Based on this study, we found abnormalities in the neonatal brain’s MRI and BAEP at different bilirubin concentration levels. It indicates that in some conditions, even a low level of bilirubin concentration might lead to neurological damage in the neonatal period. Therefore, strengthening the monitoring of neonatal jaundice and using the MRI and BAEP to test the bilirubin induced neurological damage for neonates are recommended.

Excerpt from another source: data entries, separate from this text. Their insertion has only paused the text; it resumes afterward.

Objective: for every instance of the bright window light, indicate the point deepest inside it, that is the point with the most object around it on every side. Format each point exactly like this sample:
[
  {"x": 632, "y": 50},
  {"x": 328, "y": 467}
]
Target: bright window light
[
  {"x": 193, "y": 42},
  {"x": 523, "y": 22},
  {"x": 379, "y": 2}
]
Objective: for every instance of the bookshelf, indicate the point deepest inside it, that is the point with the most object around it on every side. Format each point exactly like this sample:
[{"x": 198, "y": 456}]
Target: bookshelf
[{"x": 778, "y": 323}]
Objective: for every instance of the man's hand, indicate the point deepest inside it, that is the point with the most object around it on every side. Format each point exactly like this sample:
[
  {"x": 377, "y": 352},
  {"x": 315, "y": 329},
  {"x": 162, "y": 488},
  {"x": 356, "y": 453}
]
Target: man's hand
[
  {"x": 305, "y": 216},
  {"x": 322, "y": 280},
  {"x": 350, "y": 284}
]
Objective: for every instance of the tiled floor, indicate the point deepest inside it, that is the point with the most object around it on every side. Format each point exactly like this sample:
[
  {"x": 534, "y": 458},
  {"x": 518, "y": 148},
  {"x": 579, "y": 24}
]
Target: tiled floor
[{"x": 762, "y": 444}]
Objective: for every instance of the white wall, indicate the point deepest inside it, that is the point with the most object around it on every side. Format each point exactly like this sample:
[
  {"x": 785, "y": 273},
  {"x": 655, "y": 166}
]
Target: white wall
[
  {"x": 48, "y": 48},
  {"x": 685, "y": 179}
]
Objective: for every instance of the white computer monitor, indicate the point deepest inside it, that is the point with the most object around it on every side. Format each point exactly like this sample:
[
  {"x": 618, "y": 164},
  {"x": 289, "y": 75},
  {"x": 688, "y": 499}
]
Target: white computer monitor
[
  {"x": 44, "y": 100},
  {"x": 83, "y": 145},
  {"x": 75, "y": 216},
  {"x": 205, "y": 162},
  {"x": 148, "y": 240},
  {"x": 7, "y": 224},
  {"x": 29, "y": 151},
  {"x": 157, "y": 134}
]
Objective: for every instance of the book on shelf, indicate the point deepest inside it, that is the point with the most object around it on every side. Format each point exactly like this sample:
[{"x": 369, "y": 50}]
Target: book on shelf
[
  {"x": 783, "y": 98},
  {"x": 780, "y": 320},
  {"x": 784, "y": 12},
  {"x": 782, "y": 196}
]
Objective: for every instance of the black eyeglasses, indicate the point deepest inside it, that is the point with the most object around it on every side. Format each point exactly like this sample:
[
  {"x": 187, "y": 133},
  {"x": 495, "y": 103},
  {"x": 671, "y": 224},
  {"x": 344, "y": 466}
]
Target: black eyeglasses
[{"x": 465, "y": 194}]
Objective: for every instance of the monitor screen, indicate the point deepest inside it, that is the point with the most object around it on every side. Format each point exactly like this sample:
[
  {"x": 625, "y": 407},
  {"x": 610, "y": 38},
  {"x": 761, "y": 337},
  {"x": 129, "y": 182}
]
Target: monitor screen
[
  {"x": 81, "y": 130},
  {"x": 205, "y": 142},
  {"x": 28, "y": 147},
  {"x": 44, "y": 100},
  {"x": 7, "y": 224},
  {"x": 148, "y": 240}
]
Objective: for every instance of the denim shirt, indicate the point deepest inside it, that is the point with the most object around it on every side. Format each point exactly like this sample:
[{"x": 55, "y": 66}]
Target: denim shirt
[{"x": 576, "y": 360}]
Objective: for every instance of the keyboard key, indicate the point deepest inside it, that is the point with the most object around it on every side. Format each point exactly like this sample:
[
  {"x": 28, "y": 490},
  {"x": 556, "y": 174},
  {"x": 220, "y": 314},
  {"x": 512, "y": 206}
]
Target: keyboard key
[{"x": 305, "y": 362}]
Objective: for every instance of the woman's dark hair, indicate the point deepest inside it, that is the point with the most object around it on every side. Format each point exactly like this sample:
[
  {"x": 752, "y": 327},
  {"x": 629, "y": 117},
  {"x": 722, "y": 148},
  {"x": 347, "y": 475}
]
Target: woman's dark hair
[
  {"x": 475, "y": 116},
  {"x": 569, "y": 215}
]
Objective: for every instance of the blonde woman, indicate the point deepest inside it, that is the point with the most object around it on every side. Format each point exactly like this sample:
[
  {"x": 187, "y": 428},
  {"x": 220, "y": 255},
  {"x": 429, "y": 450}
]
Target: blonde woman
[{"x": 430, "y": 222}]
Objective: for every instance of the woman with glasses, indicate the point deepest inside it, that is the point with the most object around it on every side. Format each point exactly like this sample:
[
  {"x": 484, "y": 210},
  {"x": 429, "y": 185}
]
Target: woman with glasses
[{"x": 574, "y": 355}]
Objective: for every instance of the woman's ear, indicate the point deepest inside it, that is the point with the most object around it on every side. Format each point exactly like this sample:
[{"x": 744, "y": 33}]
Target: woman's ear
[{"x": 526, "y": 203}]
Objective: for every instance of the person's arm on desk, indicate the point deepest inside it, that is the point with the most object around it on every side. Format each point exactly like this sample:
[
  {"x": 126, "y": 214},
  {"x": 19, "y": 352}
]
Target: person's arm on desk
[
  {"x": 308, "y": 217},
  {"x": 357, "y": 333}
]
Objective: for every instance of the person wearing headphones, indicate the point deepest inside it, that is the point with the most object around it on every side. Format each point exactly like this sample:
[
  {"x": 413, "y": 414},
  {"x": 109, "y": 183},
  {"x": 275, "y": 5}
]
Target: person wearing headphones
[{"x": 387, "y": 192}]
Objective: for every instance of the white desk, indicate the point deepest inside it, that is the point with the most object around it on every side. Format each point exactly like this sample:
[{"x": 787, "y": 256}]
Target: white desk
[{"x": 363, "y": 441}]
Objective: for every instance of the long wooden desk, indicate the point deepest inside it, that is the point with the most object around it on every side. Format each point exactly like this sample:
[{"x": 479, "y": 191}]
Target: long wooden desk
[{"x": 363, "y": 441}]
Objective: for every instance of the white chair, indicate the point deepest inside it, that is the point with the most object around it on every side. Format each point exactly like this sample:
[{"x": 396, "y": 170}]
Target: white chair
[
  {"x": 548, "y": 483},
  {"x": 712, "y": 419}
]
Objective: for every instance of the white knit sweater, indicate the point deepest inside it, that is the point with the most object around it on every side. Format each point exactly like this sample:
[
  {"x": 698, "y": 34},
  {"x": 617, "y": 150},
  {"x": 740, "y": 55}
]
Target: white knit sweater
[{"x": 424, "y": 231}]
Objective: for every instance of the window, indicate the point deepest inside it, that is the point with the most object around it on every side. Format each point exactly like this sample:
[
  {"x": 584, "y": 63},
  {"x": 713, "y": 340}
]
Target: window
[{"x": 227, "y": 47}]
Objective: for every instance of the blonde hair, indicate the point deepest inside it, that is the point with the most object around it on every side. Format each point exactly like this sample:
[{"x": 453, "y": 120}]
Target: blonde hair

Limitations of the Present Study
Although the findings of this study indicate that in babies with jaundice, the brain MRI may show abnormal changes at mild and moderate levels of bilirubin, and there is no statistically significant difference between brain MRI abnormalities in the severe group, our results have been affected by some issues. First, we failed to measure the free bilirubin levels, internal environmental conditions such as serum albumin levels, pH values, etc. of the jaundice newborns participating in the study at that time. Therefore, it cannot be said with certainty that the baby's brain was exposed to bilirubin crossing the blood-brain barrier Prime type. Secondly, the sample size in this study is relatively small, especially in the mild group and the group with a birth weight of less than 2500g. Finally, the craniocerebral pathology test of the newborn animal Jaundice model and long-term follow-up was not performed to validate our findings. This issue should be addressed in future research.
Conclusion
In conclusion, in the presence of certain factors, such as premature, hypoproteinemia, potential intrauterine hypoxia, etc., central nervous system damage may also occur at a low level of bilirubin and result in an abnormality on MRI and BAEP. Meanwhile, MRI and BAEP can also be used to provide early abnormal information for the judgment of central nervous system damage to NHB neonatal patients without clinical manifestations of ABE, and offer clues for early treatment and early intervention to prevent the occurrence of severe brain tissue damage.